Oct 3 2009
Women who experience a stillbirth in their first pregnancy may be at higher risk for complications or adverse outcomes in their next pregnancy, according to a Kaiser Permanente study that appears online in the October issue of the American Journal of Obstetrics and Gynecology.
The study examined 71,315 Kaiser Permanente Southern California female members from diverse racial and ethnic backgrounds who delivered one child at 20-44 weeks’ gestation from 1991 to 2008 and found that women whose first pregnancy resulted in stillbirth tended to be younger, African American, and had started prenatal care later in the pregnancy, as well as having a shorter interval between the first two pregnancies.
Each year in the United States, there are about 25,000 stillbirths, defined as the death of a fetus at greater than or equal to 20 weeks of gestation. Despite technological advances in obstetric and neonatal care, it remains one of the major causes of perinatal mortality in developed countries and even more so in developing countries.

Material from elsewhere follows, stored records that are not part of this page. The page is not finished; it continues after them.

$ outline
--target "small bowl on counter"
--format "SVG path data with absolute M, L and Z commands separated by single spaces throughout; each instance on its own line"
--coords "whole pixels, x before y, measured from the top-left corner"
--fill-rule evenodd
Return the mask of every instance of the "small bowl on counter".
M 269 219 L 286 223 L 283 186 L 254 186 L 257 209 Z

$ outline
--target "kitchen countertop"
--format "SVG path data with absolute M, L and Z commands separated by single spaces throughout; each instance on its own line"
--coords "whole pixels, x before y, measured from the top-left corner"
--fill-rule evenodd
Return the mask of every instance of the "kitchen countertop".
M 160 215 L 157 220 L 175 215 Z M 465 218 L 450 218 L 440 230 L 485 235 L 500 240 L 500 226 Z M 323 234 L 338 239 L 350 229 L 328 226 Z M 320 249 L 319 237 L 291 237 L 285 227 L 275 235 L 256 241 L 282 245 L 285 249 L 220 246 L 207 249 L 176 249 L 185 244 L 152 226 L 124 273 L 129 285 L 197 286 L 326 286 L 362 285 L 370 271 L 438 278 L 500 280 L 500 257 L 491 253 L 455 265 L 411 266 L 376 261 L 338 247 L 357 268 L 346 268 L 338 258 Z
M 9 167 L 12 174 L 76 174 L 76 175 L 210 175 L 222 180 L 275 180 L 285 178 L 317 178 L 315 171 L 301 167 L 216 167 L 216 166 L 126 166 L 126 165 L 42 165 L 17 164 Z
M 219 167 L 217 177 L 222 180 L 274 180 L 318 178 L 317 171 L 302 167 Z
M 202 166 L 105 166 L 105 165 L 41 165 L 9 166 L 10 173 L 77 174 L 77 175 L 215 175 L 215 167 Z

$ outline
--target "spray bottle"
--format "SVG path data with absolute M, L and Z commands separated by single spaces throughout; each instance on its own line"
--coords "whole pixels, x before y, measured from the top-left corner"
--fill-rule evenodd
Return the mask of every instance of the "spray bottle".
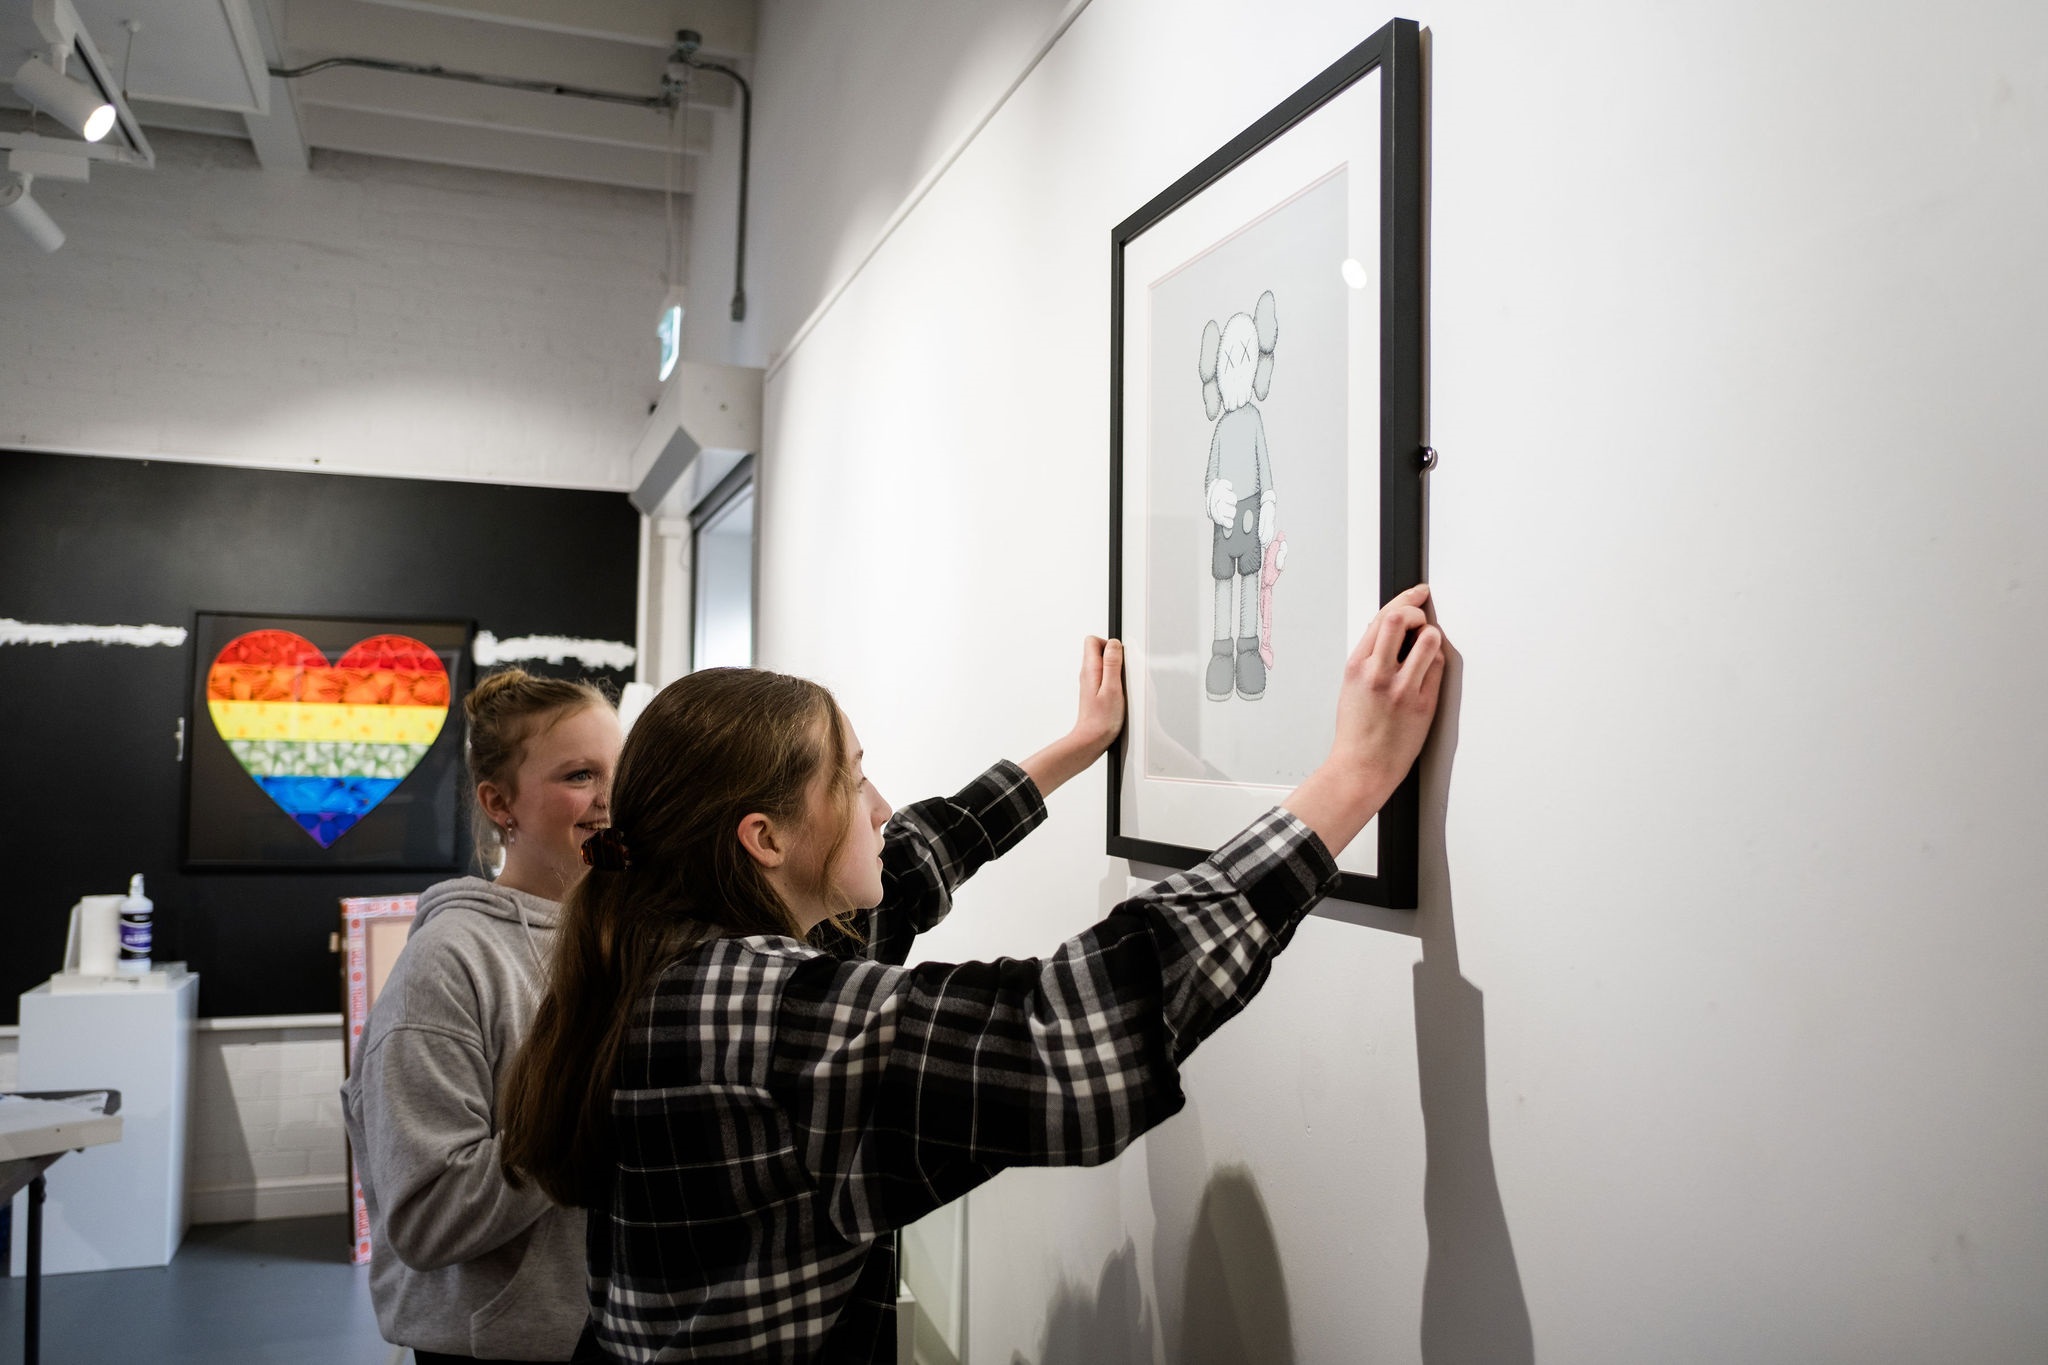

The study used data linking three medical records referencing birth certificates, hospitalization, and outpatient health care encounter files using each member’s unique medical record number. The researchers evaluated the relationship between stillbirth and ischemic placental diseases (IPDs) defined as the occurrence of any one or more of the following closely related conditions: pre-eclampsia, small-for-gestational age, and placental abruption, as well as other adverse perinatal and neonatal outcomes such as fetal distress, chorioamnionitis, spontaneous preterm birth (SPTB) and neonatal mortality in subsequent pregnancies. Their findings show that a first pregnancy which resulted in stillbirth was associated with increased risk of IPD, fetal distress, chorioamnionitis, and neonatal mortality in the second pregnancy, compared to a pregnancy that resulted in live birth. A stillbirth in the first pregnancy was also associated with an increased risk of SPTB and stillbirth in the second pregnancy, an observation that is consistent with the findings of previous studies.
“When it comes to healthy pregnancies, it appears that early initiation of prenatal care is the key to lowering the risk of adverse outcomes in pregnancies,” said the study’s lead author Darios Getahun, MD, MPH, and researcher at the Kaiser Permanente Department of Research and Evaluation in Pasadena, CA. He explained that early initiation and consistent treatment of hypertension, diabetes, malnutrition, bacterial infections and other pre-existing health problems before conception and during the pregnancy may help reduce stillbirth incidences. “It is also critical for the mother to take time to physically and psychologically heal from the first stillbirth before conceiving again,” said Getahun who plans to continue this study.